In June 2016, the Financial Accounting Standards Board (“FASB”) issued Accounting Standards Update (“ASU”) 2016-13, Financial Instruments – Credit Losses (Topic 326): Measurement of Credit Losses on Financial Instruments, which requires the Company to measure and recognize expected credit losses for financial assets held and not accounted for at fair value through net income.

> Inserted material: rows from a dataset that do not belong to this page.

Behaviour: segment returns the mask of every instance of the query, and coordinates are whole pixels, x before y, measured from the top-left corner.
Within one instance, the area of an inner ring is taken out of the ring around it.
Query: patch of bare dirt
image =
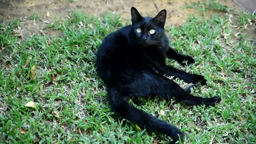
[[[143,16],[155,16],[158,11],[166,9],[167,18],[166,25],[178,26],[185,23],[190,14],[200,13],[197,10],[183,9],[186,3],[204,0],[0,0],[0,22],[23,18],[20,29],[22,36],[35,34],[47,35],[60,35],[58,31],[43,30],[43,27],[53,22],[55,18],[65,19],[70,11],[79,11],[84,13],[100,16],[106,12],[121,15],[123,20],[130,19],[130,9],[135,6]],[[219,0],[229,7],[238,9],[233,0]],[[206,17],[218,12],[208,12]],[[48,14],[47,14],[48,13]],[[38,14],[39,20],[33,21],[31,17]]]

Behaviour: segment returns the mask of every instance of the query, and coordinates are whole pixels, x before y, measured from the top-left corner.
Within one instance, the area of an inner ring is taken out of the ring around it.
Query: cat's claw
[[[196,83],[198,82],[202,85],[206,85],[207,81],[203,76],[194,74],[194,82],[193,83]]]
[[[193,84],[193,85],[190,85],[190,86],[189,86],[185,88],[185,89],[184,89],[184,90],[185,90],[185,91],[186,91],[187,93],[191,93],[191,88],[196,88],[197,87],[200,87],[200,86],[201,85],[200,84]]]
[[[180,65],[182,66],[186,66],[186,65],[190,65],[192,63],[195,63],[195,60],[192,58],[192,57],[186,55],[186,58],[184,59],[183,61],[179,61]]]
[[[208,98],[204,103],[206,106],[214,106],[216,103],[219,103],[221,101],[221,98],[219,97],[213,97]]]
[[[187,63],[188,64],[188,65],[190,65],[192,63],[195,63],[195,60],[191,56],[187,56]]]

In November 2018, April 2019 and May 2019, the FASB issued ASU No. 2018-19, Codification Improvements to Topic 326, Financial Instruments - Credit Losses, ASU No. 2019-04, Codification Improvements to Topic 326, Financial Instruments - Credit Losses, and ASU No. 2019-05, Financial Instruments - Credit Losses (Topic 326): Targeted Transition Relief, which provided additional implementation guidance on the previously issued ASU. The Company adopted the updated guidance on January 1, 2022, utilizing the modified retrospective transition method and recorded a cumulative-effect adjustment of $0.4 million to accumulated deficit.